Direction régionale des entreprises, de la concurrence, de la consommation, du travail et de l’emploi d’Ile-de-France (DIRECCTE 75)

avis 20161181 - Séance du 7/07/2016

Monsieur X a saisi la commission d’accès aux documents administratifs, par courrier enregistré à son secrétariat le 29 février 2016, à la suite du refus opposé par le directeur régional des entreprises, de la concurrence, de la consommation, du travail et de l’emploi d’Ile-de-France (unité territoriale de Paris) à sa demande de communication, sans occultation des noms et prénoms, des attestations CERFA 11527*02 transmises par son employeur à l’inspection du travail.

En l’absence de réponse du directeur régional des entreprises, de la concurrence, de la consommation, du travail et de l’emploi d’Ile-de-France à la date de sa séance, la commission comprend de la saisine que le demandeur, salarié protégé, a fait l’objet d’une procédure de licenciement et que, dans le cadre de la procédure d’autorisation administrative préalable par l’inspection du travail, auraient été produites par l’employeur des attestations de salariés sur les formulaires CERFA 11527*02 indiquant que le demandeur se serait vu proposer un contrat de transfert d’entreprise, ce qu’il conteste. Il a alors demandé communication de ces pièces à l’administration, qui les a transmises mais anonymisées.

La commission rappelle qu’aux termes des articles 200 à 203 du code de procédure civile, les attestations de témoignage contiennent la relation des faits auxquels son auteur a assisté ou qu’il a personnellement constatés, qu’elles mentionnent les nom, prénoms, date et lieu de naissance, demeure et profession de son auteur ainsi que, s’il y a lieu, son lien de parenté ou d’alliance avec les parties, de subordination à leur égard, de collaboration ou de communauté d’intérêts avec elles. Elle indique en outre qu’elles sont établies en vue de leur production en justice et que l’auteur a connaissance qu’une fausse attestation de sa part l’expose à des sanctions pénales.
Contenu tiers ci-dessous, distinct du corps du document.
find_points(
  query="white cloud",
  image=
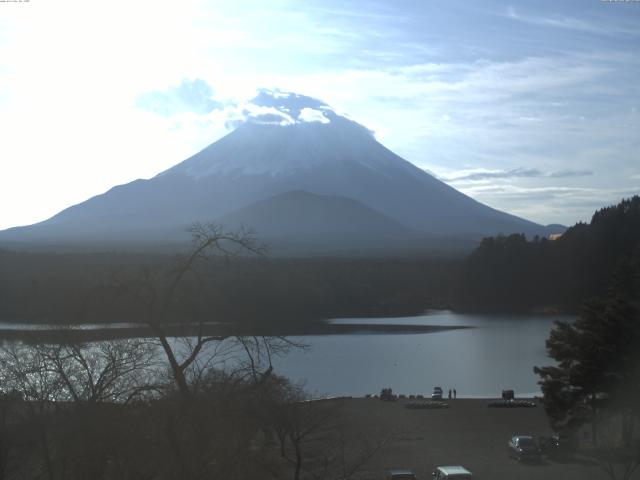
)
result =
(312, 115)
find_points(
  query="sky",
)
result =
(529, 107)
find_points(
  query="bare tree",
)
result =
(191, 352)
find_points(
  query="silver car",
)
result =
(453, 472)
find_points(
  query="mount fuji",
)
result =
(308, 181)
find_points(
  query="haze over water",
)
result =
(498, 353)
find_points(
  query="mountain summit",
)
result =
(291, 163)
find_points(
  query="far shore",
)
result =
(222, 330)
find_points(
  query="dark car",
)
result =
(401, 474)
(523, 448)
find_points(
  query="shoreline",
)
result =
(77, 333)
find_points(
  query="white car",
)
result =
(437, 393)
(456, 472)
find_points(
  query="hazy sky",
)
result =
(530, 107)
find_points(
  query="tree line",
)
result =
(169, 407)
(514, 273)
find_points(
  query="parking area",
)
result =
(467, 433)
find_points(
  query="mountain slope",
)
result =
(297, 222)
(287, 143)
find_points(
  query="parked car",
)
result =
(508, 395)
(456, 472)
(523, 448)
(401, 474)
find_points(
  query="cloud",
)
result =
(520, 172)
(568, 23)
(194, 96)
(570, 173)
(312, 115)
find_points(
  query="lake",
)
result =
(498, 353)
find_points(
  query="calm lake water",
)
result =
(498, 353)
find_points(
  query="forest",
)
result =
(503, 274)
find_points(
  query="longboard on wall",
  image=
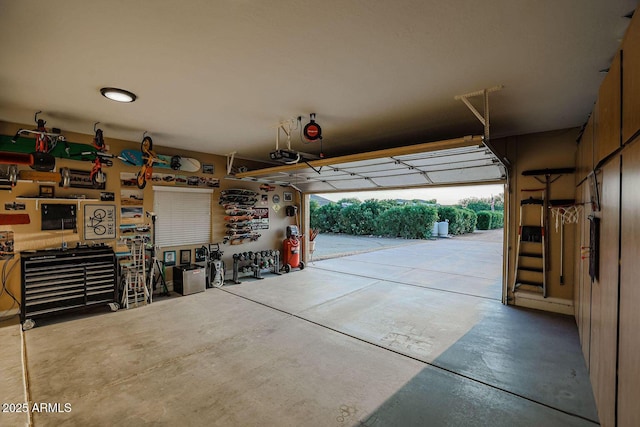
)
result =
(63, 177)
(236, 239)
(187, 164)
(28, 145)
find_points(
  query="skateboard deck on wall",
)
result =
(28, 145)
(135, 158)
(61, 177)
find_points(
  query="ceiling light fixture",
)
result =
(119, 95)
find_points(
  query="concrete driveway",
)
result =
(469, 264)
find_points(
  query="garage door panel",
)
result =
(406, 180)
(485, 173)
(456, 161)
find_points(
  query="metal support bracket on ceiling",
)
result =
(230, 157)
(484, 118)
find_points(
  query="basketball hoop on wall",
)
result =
(566, 214)
(312, 131)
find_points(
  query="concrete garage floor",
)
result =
(313, 348)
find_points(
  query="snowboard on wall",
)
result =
(186, 164)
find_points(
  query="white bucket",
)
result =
(443, 229)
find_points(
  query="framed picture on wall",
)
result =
(185, 257)
(99, 222)
(169, 258)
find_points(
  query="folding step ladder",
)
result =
(531, 270)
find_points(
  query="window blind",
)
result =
(183, 216)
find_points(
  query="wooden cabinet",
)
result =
(583, 314)
(604, 297)
(607, 129)
(585, 161)
(629, 338)
(631, 80)
(56, 281)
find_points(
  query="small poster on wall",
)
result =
(131, 214)
(99, 222)
(261, 218)
(131, 196)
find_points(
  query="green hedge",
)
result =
(484, 220)
(489, 220)
(409, 221)
(389, 218)
(460, 220)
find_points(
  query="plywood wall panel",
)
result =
(607, 132)
(631, 80)
(629, 338)
(604, 297)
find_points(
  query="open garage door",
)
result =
(452, 162)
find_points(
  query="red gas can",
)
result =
(291, 250)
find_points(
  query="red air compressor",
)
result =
(291, 250)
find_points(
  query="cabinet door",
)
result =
(631, 80)
(584, 282)
(585, 165)
(607, 138)
(629, 356)
(604, 297)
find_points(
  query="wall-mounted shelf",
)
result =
(56, 199)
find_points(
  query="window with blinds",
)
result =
(183, 216)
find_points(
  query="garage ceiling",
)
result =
(220, 76)
(459, 161)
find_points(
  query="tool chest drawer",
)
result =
(56, 281)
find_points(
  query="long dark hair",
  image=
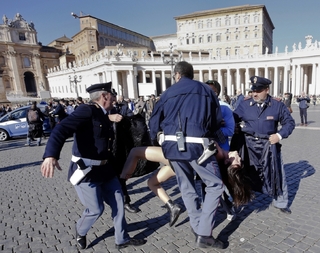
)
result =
(235, 179)
(239, 186)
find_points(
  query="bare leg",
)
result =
(153, 154)
(161, 176)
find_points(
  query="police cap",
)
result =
(100, 87)
(259, 83)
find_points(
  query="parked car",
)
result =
(14, 123)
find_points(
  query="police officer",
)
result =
(92, 147)
(188, 113)
(261, 151)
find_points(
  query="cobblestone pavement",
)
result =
(38, 215)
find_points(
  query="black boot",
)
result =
(174, 210)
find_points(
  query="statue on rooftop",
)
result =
(5, 19)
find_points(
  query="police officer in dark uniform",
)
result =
(260, 149)
(59, 111)
(188, 113)
(94, 179)
(120, 109)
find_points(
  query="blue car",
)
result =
(14, 123)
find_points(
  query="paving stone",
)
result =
(38, 215)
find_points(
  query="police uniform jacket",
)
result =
(188, 106)
(258, 123)
(93, 138)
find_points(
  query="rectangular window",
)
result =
(22, 36)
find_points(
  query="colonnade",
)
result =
(290, 72)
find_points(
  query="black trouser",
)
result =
(126, 197)
(303, 115)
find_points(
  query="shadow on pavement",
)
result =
(20, 166)
(294, 173)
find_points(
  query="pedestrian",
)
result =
(222, 137)
(35, 120)
(227, 126)
(258, 141)
(116, 115)
(239, 98)
(59, 112)
(93, 138)
(303, 101)
(189, 113)
(231, 163)
(288, 100)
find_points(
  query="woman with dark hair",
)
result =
(230, 166)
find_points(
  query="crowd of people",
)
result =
(231, 145)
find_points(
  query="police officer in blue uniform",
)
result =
(92, 147)
(189, 113)
(260, 149)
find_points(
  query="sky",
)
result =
(292, 19)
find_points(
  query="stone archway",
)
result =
(31, 88)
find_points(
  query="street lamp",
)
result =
(171, 61)
(76, 79)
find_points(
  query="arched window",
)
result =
(26, 62)
(2, 61)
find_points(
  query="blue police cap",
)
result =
(100, 87)
(259, 83)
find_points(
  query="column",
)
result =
(238, 81)
(229, 87)
(115, 83)
(314, 72)
(163, 81)
(266, 73)
(293, 81)
(210, 74)
(298, 80)
(132, 92)
(247, 78)
(154, 82)
(200, 75)
(276, 82)
(144, 76)
(317, 89)
(285, 79)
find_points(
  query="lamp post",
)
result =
(171, 61)
(76, 79)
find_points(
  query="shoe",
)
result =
(81, 240)
(130, 208)
(174, 210)
(285, 210)
(232, 215)
(209, 242)
(131, 242)
(194, 233)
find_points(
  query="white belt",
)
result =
(188, 139)
(89, 162)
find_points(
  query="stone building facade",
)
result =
(232, 31)
(294, 71)
(23, 62)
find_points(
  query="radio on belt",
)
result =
(181, 141)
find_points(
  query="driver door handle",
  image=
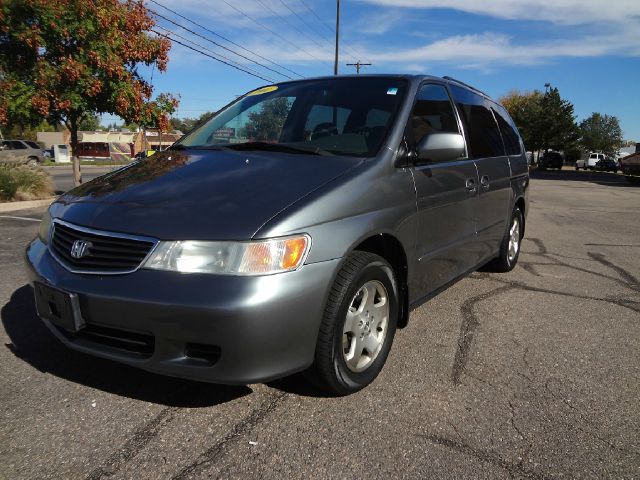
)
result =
(470, 185)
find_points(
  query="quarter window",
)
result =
(483, 135)
(508, 130)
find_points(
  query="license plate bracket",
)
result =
(59, 307)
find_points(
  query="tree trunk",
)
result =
(75, 148)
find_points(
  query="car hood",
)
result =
(199, 194)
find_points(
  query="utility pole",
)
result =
(335, 63)
(358, 65)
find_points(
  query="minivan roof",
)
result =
(409, 77)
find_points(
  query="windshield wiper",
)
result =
(198, 147)
(277, 147)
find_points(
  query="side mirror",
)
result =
(441, 147)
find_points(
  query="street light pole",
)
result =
(335, 63)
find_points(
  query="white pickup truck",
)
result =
(590, 162)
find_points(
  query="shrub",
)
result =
(19, 182)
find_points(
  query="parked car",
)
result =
(630, 166)
(299, 239)
(607, 165)
(21, 151)
(550, 160)
(590, 162)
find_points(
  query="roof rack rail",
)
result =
(447, 77)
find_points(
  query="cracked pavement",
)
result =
(532, 374)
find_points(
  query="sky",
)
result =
(588, 49)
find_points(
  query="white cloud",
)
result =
(567, 12)
(378, 23)
(484, 51)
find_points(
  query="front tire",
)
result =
(358, 326)
(510, 246)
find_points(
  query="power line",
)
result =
(307, 23)
(226, 39)
(270, 30)
(358, 66)
(322, 22)
(217, 44)
(169, 32)
(288, 23)
(211, 56)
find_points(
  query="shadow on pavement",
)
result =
(34, 343)
(601, 178)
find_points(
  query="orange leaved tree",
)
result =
(65, 60)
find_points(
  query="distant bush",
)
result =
(19, 182)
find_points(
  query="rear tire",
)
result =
(358, 326)
(510, 246)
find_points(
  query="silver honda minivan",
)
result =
(293, 231)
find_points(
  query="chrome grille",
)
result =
(104, 252)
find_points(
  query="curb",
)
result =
(12, 206)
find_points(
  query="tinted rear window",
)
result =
(483, 135)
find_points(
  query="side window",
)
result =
(377, 118)
(432, 112)
(483, 135)
(508, 130)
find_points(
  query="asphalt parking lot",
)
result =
(531, 374)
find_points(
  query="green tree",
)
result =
(89, 123)
(266, 124)
(67, 60)
(560, 131)
(545, 120)
(601, 133)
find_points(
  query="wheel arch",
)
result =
(391, 249)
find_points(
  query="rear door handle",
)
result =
(470, 185)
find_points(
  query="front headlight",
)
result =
(262, 257)
(45, 228)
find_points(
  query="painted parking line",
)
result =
(28, 219)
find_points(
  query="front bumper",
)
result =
(262, 328)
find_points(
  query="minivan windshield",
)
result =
(341, 116)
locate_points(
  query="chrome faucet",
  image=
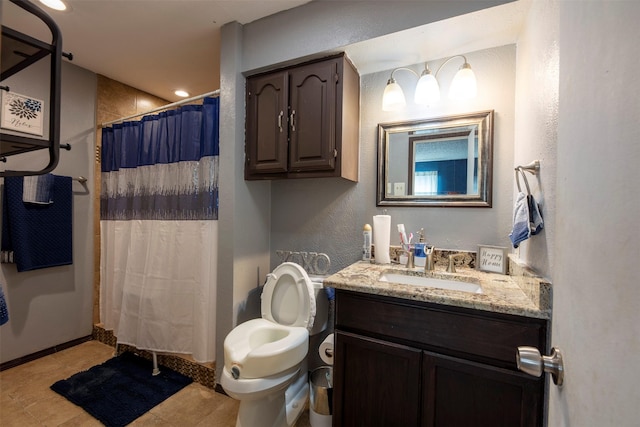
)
(452, 265)
(429, 264)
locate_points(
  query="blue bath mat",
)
(121, 389)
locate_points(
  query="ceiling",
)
(159, 46)
(156, 46)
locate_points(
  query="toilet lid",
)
(288, 297)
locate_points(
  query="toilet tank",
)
(322, 306)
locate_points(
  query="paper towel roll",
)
(326, 350)
(382, 238)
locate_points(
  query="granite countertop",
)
(521, 292)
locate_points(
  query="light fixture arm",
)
(465, 65)
(392, 80)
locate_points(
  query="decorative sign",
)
(492, 259)
(21, 113)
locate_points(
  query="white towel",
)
(38, 189)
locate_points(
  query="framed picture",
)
(21, 113)
(492, 259)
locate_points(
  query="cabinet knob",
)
(531, 362)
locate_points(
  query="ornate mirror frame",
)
(476, 127)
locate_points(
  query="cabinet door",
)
(266, 126)
(458, 393)
(376, 383)
(312, 124)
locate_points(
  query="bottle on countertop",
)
(366, 247)
(420, 255)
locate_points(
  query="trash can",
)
(321, 397)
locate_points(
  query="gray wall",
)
(51, 306)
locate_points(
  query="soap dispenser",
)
(420, 255)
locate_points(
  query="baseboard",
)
(42, 353)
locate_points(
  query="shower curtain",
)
(159, 230)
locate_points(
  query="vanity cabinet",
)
(408, 363)
(303, 121)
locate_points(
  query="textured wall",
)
(51, 306)
(595, 275)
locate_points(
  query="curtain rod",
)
(164, 107)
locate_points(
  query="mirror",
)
(445, 161)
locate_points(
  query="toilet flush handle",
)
(235, 372)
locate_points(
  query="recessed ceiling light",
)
(54, 4)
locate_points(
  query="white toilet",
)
(265, 359)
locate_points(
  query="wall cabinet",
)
(303, 121)
(407, 363)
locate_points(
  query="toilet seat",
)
(288, 297)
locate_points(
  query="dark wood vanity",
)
(405, 362)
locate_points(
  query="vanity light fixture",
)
(427, 91)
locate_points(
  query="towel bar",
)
(532, 167)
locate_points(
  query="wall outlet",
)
(398, 189)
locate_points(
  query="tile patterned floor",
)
(26, 399)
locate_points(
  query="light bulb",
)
(54, 4)
(393, 97)
(464, 84)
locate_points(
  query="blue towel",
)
(39, 235)
(38, 189)
(536, 224)
(4, 313)
(521, 231)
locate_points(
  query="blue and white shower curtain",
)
(159, 230)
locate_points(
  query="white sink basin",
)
(431, 282)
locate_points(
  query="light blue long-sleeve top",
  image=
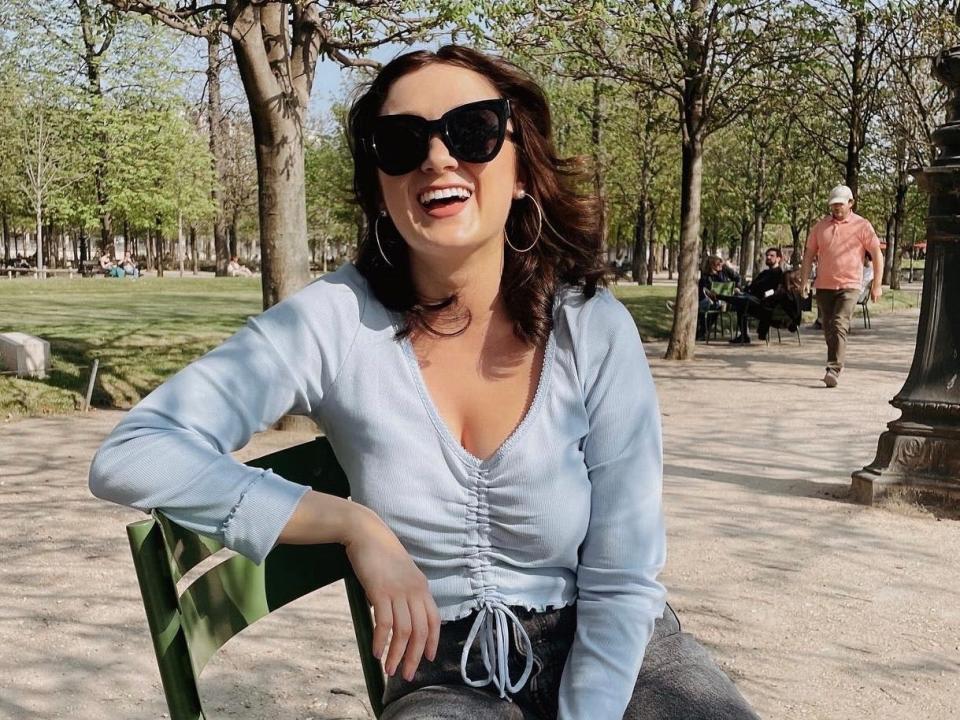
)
(567, 510)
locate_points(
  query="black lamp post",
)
(919, 453)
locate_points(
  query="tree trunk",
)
(39, 212)
(596, 138)
(92, 57)
(232, 234)
(746, 247)
(639, 265)
(652, 242)
(215, 129)
(894, 248)
(856, 130)
(281, 194)
(194, 256)
(4, 214)
(683, 337)
(158, 240)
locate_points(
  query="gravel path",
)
(817, 607)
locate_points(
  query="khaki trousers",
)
(836, 308)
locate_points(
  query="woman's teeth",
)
(432, 196)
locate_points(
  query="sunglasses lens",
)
(400, 143)
(475, 133)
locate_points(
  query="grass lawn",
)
(143, 331)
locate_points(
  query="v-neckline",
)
(443, 429)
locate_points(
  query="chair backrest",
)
(722, 288)
(188, 627)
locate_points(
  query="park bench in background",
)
(189, 627)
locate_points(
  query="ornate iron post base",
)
(919, 453)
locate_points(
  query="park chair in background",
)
(723, 314)
(188, 628)
(780, 319)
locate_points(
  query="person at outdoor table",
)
(490, 403)
(129, 265)
(760, 290)
(235, 269)
(840, 242)
(715, 270)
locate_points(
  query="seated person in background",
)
(788, 298)
(867, 277)
(714, 271)
(235, 269)
(758, 293)
(109, 266)
(129, 265)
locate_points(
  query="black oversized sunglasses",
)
(472, 133)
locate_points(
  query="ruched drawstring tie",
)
(492, 629)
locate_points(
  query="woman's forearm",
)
(323, 518)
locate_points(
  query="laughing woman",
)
(490, 404)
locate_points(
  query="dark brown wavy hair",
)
(568, 249)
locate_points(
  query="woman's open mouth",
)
(444, 202)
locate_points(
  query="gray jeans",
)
(678, 680)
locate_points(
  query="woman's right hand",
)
(403, 608)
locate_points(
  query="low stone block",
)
(26, 355)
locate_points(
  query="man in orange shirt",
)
(839, 243)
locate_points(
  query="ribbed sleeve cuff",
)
(261, 514)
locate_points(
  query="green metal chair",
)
(188, 629)
(780, 319)
(722, 314)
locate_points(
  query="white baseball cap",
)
(840, 194)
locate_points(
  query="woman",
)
(492, 408)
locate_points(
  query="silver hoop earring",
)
(520, 196)
(376, 236)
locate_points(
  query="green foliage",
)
(333, 217)
(160, 168)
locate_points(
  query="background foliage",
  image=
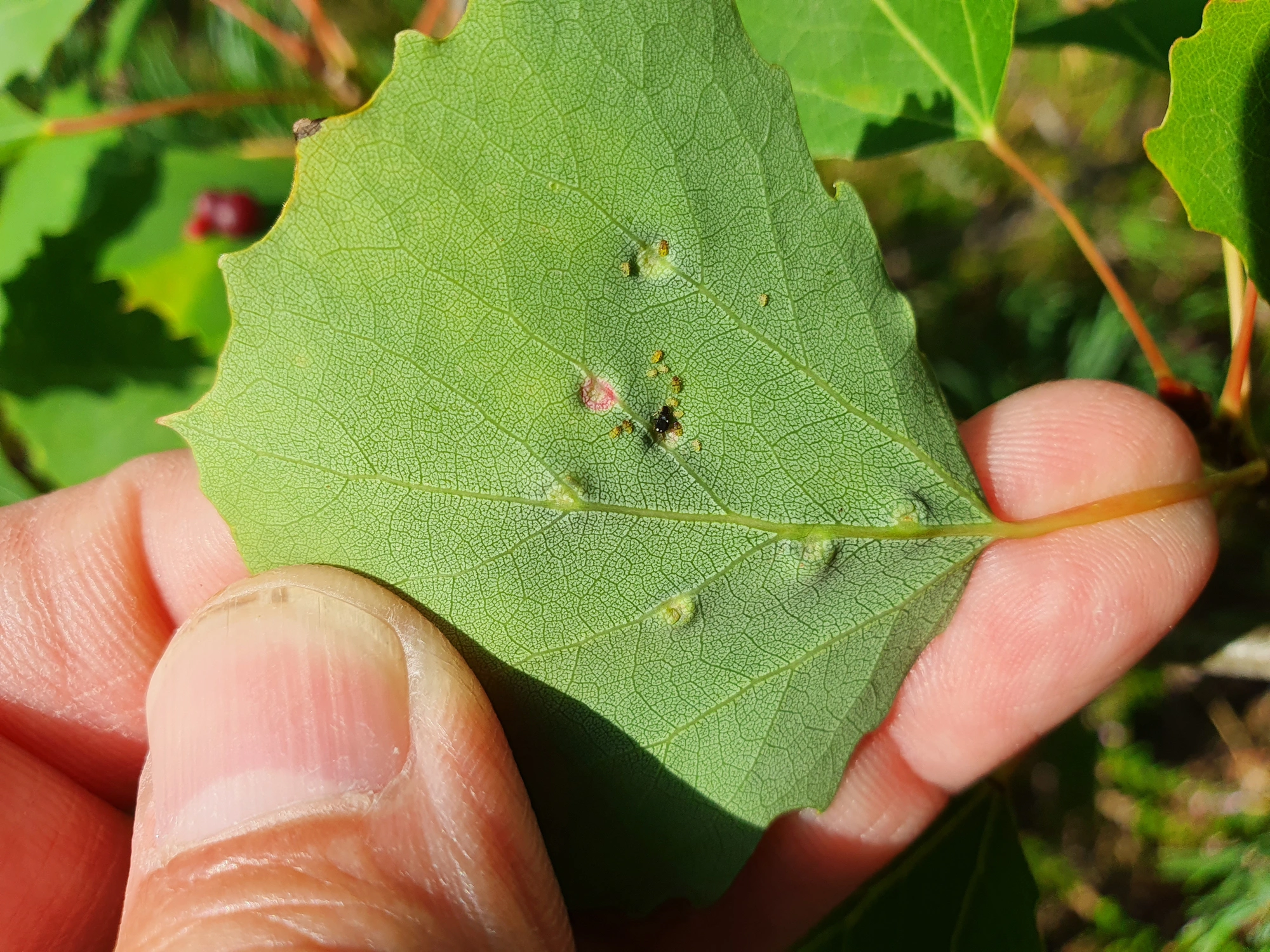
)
(1145, 819)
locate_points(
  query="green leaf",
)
(45, 188)
(1215, 144)
(177, 279)
(962, 888)
(29, 32)
(120, 32)
(73, 435)
(67, 329)
(681, 643)
(13, 487)
(17, 126)
(1141, 30)
(877, 77)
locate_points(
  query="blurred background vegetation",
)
(1146, 819)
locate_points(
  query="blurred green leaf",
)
(17, 125)
(177, 279)
(120, 32)
(963, 887)
(76, 435)
(1215, 144)
(1100, 346)
(67, 329)
(877, 77)
(45, 188)
(1141, 30)
(13, 487)
(29, 32)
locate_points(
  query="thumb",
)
(326, 772)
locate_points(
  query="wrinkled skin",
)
(445, 854)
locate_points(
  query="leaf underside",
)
(1215, 144)
(685, 633)
(878, 77)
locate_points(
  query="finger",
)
(326, 772)
(64, 860)
(1048, 623)
(92, 581)
(1043, 626)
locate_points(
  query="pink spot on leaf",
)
(598, 395)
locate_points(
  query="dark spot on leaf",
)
(304, 129)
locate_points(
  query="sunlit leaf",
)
(73, 435)
(175, 277)
(445, 373)
(1215, 144)
(1141, 30)
(29, 32)
(965, 887)
(877, 77)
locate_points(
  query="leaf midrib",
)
(821, 383)
(577, 505)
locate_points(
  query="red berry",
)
(233, 215)
(237, 215)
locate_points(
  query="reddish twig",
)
(435, 18)
(297, 50)
(1233, 394)
(429, 16)
(154, 110)
(1159, 365)
(332, 44)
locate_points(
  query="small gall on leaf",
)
(598, 395)
(304, 129)
(680, 611)
(819, 552)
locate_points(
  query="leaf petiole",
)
(1133, 503)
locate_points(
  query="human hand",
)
(326, 771)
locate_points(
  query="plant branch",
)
(332, 44)
(430, 16)
(1132, 503)
(297, 50)
(158, 109)
(1234, 399)
(1008, 155)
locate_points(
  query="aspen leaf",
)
(453, 367)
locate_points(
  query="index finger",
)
(93, 582)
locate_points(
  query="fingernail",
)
(274, 697)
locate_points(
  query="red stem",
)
(1159, 365)
(154, 110)
(1233, 394)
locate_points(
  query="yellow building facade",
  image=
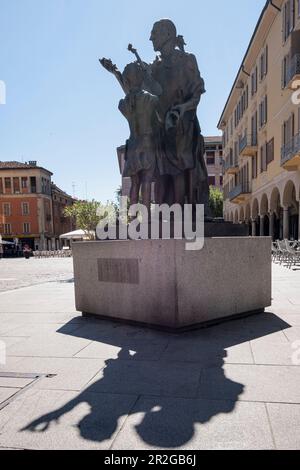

La commission constate que les formulaires CERFA 11527*02, document réglementé défini par arrêté et édité par le centre d’enregistrement et de révision des formulaires administratifs (CERFA), utilisés pour le recueil des témoignages dans les instances juridictionnelles au titre de l’administration judiciaire de la preuve et produits spontanément par les parties ou à la demande du juge, en application des dispositions précédemment mentionnées du code de procédure civile, sont également utilisés dans le cadre de procédures administratives, comme en l’espèce. Elle considère en conséquence que les formulaires CERFA 11527*2 détenus par l’administration et établi en vue d’être produits dans le cadre d’une procédure administrative, revêtent, à la différence de ceux produits au cours et pour les besoins d’une procédure juridictionnelle, un caractère administratif, qu’ils conservent, alors même qu’ils auraient été transmis au juge dans le cadre d’un contentieux suivant la phase administrative au cours de laquelle ils auraient été produits.

Ces formulaires sont donc communicables dans les conditions et sous les réserves prévues par le titre I du livre III du code des relations entre le public et l’administration. Doivent ainsi être soustraites à la communication ou occultées les mentions faisant apparaître le comportement de tierces personnes et dont la divulgation pourrait leur porter préjudice, en application de l’article L311-6 de ce code.

En l’espèce, la commission estime que la révélation des noms et prénoms des personnes qui témoignent d’une circonstance que le demandeur conteste dans le cadre de l’autorisation préalable de son licenciement par l’inspection du travail, est de nature à révéler de leur part un comportement dont la divulgation pourrait leur porter préjudice. Elle émet dès lors un avis défavorable à la communication de ces attestations non occultées.